Our approach performed best for horizontal viewpoint and achieved an accuracy of 98%. Table 3 shows the activity-wise accuracies. The results only show the horizontal view as our approach performs best where most of the body part is visible in the entire video. The actions in this dataset are different from one another. Therefore our approach does not suffer from interclass similarity issues as we faced in UT-interaction (push and punch).

However, few misclassifications were observed in the “following” and “overtaking” actions where actors were overlapped in most of the frames and the approach was not able to classify the exact action. For the vertical viewpoint, most of the body cannot be seen due to camera position. Therefore, we can see many misclassifications. To better understand the actions in the vertical viewpoints and similar cases, optical flow and trajectory information was helpful for the translation of the poses into actions.

The last dataset selected for evaluation is Hybrid Criminal Action (HCA) dataset. This dataset comprised videos from different datasets; push, punch, and kick action videos were taken from the UT-interactions dataset; gun shooting and sword-fighting action videos were taken from HMDB51, and fight action videos were taken from the CASIA dataset. The overall experimental parameters change for each criminal action. Therefore, each of the actions is calculated separately and the average value is shown in Table 2.

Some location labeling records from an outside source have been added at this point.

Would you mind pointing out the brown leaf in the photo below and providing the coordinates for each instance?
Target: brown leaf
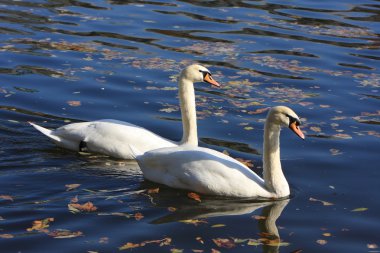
(6, 236)
(6, 197)
(86, 207)
(325, 203)
(322, 242)
(372, 246)
(258, 217)
(193, 221)
(259, 111)
(199, 239)
(224, 242)
(103, 240)
(40, 225)
(129, 245)
(138, 216)
(70, 187)
(194, 196)
(153, 190)
(64, 234)
(74, 103)
(74, 200)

Previously the proposed approach is evaluated separately on each of the actions and per-class accuracy for a fight, kick, push, punch, gun-fighting, and sword-fighting are 96%, 99%, 93%, 91%, 78.4%, and 76%, respectively, as shown in Table 4.

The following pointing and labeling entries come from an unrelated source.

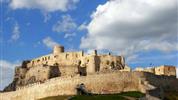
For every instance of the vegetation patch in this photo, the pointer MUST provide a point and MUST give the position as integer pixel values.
(119, 96)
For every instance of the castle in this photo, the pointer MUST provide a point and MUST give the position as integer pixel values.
(60, 63)
(60, 72)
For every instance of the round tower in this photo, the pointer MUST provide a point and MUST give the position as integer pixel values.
(58, 49)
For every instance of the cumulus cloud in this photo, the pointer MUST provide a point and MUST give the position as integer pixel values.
(15, 33)
(6, 72)
(67, 35)
(49, 42)
(66, 26)
(130, 26)
(44, 5)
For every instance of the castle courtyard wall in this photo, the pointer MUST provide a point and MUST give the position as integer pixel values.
(99, 83)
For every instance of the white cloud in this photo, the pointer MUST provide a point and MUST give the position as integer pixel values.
(44, 5)
(68, 35)
(66, 25)
(83, 26)
(49, 42)
(130, 26)
(6, 72)
(15, 33)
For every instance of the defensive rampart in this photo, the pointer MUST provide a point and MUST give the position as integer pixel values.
(103, 83)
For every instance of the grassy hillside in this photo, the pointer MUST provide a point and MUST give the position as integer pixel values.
(121, 96)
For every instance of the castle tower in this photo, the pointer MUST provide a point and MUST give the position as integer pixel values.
(58, 49)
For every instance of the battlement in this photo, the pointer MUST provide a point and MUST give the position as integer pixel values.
(167, 70)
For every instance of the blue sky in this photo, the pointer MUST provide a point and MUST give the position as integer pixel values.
(143, 31)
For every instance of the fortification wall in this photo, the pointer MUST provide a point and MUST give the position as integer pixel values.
(99, 83)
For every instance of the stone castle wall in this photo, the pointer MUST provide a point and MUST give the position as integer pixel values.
(99, 83)
(166, 70)
(113, 82)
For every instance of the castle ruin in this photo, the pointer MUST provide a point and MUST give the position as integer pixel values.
(60, 63)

The action videos in this dataset contain very low background noise, our approach extracts the features and computes the relative descriptor efficiently, but the actions of sword-fighting and gun-fighting were classified with less accuracy. The videos from HMDB51 were collected mostly from movies and web sources. The videos are low quality with camera motion, illumination effects, nonstatic background, changes in position, viewpoint, and occlusion. Our approach misclassifies few videos due to camera motion and viewpoint variations, but the overall accuracy is acceptable.

4. Conclusions

The proposed approach achieved good performance on all the datasets. Our method utilizes the position of the actor and computes the movement of body parts for feature representation. Then, by combining them into actions using a time series approach. The proposed method efficiently computes the features and later formulates the action. This is why the background noise and occlusion do not affect the overall performance of the approach. However, for future directions, additional research is required to refine the extraction of the features from the background information, and vertical viewpoints of the actors, trajectory information, and optical flow can also help in extracting valuable information. Extraction of additional types of features, as well as dimensionality reductions of the feature space using feature selection methods or Principal Component Analysis (PCA), can lead to a higher performance of the system.

Data Availability

The authors have used publicly available datasets (UT-Interaction, CASIA, and UCF-11). However, HCA dataset can be made available on request to the corresponding author.

Conflicts of Interest

The authors declare that there are no conflicts of interest regarding the publication of this paper.

Acknowledgments

The authors are thankful to the Directorate of Advanced Studies, Research and Technological Development (ASRTD), University of Engineering and Technology Taxila for their support. This research work was carried at Swarm Robotics Lab under National Centre for Robotics and Automation (NCRA), funded by Higher Education Commission, Pakistan.